Basically the leadership or the budget negotiators are just asking people to trust that they got it right.
Toby Nixon, the president of the Washington Coalition for Open Government
School district officials and open-government advocates have been among the groups speaking out against the tight window for them to scrutinize the proposed budget before it likely passes into law.
For the past several months, lawmakers have been negotiating the deal behind closed doors.
Toby Nixon, the president of the Washington Coalition for Open Government, said the short time line makes it “just impossible to do any kind of meaningful review.”
That could lead to mistakes that someone outside the formal process might ordinarily catch and prevents the public from getting a reasonable amount of time to weigh in through phone calls, emails and advocacy, Nixon said.
Nixon once served in the state House and is currently a member of the Kirkland City Council.
Such review might not change large swaths of the budget, but scrutiny could easily highlight errors or push small changes, he said.
“Basically the leadership or the budget negotiators are just asking people to trust that they got it right,” Nixon said.
Dan Steele, lobbyist for the Washington Association of School Administrators, said it’s concerning that the state’s 295 school districts won’t have much time to review how lawmakers’ school-funding overhaul would affect them.
Steele said school district officials don’t think they’ll get an advance look at the policy changes that are designed to correct a school-funding crisis that has been 40 years in the making.
“If there’s something wrong with it, there’s no time for them to go back and change it,” he said. “Even if there’s something screwy, I think the skids are greased and they’re going to roll it out and pass it quickly and be done.”
If there’s something wrong with it, there’s no time for them to go back and change it.
Dan Steele, lobbyist for the Washington Association of School Administrators
Though lawmakers have yet to disclose specifics, or even the broad strokes of their budget, they did say it should bring the state in compliance with the McCleary decision.
In recent years, lawmakers have poured billions in the K-12 system to comply with various parts of McCleary.
Yet they left one of the most difficult portions of the ruling for last: an order to take on the full cost of teacher and other school-employee salaries that currently are being supplemented by local levies.
The complex task fell upon a divided Legislature, forcing compromise between two parties that have fought for starkly different solutions to the problem.

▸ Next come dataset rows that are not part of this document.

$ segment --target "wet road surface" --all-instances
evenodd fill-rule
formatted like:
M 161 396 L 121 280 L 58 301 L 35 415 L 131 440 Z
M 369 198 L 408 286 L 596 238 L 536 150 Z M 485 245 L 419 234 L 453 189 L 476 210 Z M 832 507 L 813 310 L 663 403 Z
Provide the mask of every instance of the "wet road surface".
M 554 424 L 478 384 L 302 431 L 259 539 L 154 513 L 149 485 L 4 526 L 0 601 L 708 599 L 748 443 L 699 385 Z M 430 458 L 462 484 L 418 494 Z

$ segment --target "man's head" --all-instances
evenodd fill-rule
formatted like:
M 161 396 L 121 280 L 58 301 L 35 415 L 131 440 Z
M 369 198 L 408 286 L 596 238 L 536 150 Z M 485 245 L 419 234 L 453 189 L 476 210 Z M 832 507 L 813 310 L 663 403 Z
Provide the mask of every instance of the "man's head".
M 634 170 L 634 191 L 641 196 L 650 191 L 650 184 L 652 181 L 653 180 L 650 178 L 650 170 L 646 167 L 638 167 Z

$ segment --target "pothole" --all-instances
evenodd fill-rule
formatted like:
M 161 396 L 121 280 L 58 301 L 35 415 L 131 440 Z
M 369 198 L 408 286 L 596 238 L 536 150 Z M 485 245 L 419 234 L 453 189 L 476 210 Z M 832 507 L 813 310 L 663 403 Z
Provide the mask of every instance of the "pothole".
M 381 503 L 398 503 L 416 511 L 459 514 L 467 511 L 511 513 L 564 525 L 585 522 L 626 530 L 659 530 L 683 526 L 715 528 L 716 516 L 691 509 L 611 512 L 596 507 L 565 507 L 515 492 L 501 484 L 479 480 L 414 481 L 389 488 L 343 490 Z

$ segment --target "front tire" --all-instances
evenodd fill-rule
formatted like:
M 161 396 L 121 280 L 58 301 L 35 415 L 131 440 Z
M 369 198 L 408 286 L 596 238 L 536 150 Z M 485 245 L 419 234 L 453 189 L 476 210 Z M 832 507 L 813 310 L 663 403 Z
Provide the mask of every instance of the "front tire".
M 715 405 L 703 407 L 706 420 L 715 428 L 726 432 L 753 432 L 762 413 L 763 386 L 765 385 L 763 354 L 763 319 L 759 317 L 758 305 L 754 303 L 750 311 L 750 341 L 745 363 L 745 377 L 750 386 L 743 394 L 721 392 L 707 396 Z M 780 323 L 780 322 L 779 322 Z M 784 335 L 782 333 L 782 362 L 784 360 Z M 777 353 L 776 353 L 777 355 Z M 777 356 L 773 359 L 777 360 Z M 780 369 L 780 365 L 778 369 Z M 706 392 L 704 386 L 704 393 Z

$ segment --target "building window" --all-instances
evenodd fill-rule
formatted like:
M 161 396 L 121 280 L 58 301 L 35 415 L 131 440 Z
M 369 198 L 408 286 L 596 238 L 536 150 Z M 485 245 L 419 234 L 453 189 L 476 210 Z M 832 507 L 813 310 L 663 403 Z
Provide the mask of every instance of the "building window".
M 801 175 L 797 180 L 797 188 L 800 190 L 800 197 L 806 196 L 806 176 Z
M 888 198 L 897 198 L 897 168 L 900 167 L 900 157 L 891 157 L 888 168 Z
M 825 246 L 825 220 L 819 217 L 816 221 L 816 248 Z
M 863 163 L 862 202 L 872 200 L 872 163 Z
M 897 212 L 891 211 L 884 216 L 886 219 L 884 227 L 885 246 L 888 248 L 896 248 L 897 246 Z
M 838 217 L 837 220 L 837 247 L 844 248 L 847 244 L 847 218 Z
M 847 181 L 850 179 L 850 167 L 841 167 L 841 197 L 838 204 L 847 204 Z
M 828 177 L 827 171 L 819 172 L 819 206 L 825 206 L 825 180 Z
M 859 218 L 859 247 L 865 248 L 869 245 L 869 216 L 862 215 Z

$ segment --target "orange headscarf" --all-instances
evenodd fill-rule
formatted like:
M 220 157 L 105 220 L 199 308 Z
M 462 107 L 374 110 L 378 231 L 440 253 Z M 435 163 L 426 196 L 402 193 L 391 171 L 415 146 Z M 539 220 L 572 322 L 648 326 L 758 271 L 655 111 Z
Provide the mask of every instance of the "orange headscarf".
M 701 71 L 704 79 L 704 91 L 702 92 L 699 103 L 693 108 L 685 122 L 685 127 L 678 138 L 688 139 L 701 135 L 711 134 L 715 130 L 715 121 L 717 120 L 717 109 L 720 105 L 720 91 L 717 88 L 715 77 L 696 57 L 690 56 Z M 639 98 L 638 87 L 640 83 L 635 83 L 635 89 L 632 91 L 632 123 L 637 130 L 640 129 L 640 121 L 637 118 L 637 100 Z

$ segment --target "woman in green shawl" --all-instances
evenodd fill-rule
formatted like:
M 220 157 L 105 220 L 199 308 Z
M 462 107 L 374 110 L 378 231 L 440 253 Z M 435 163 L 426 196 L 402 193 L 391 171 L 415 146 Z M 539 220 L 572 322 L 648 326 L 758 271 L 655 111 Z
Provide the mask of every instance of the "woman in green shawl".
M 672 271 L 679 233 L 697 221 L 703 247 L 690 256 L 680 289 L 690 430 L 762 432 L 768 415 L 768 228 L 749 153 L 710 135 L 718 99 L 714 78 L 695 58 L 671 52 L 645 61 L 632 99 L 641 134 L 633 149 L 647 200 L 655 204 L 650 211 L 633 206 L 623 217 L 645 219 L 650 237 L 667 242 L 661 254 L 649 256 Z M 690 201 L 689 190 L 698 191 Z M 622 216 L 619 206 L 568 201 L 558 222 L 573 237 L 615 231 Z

The state House is ruled by a Democratic majority. The state Senate is controlled by a Republican-led coalition, with the help of one conservative Democrat.
Sullivan said Wednesday both sides made concessions in the budgeting process to meet and pay for McCleary, without noting what they were. Democrats, he said, might be happy with some parts of the plan, but admitted there were portions Democrats had “to give a little on.”
Sullivan did say no portion of the budget would be sent to voters for approval — meaning an earlier GOP proposal to put their school plan on the ballot appears to be dead.
Little other information was provided Wednesday by legislative leaders. In a press release announcing the handshake deal at about 9:30 a.m., Gov. Jay Inslee’s office offered no details of the plan, other than that “the agreement covers spending and resource levels.”
Steele, the lobbyist for the school administrators, said the rushed process this year could mean the Legislature has to come back next year and fix a lot of problems.
“A lot of the work we’re going to have to do next January is saying, ‘Remember that thing you passed 6 months ago? There’s a lot of changes that need to happen,’” Steele said.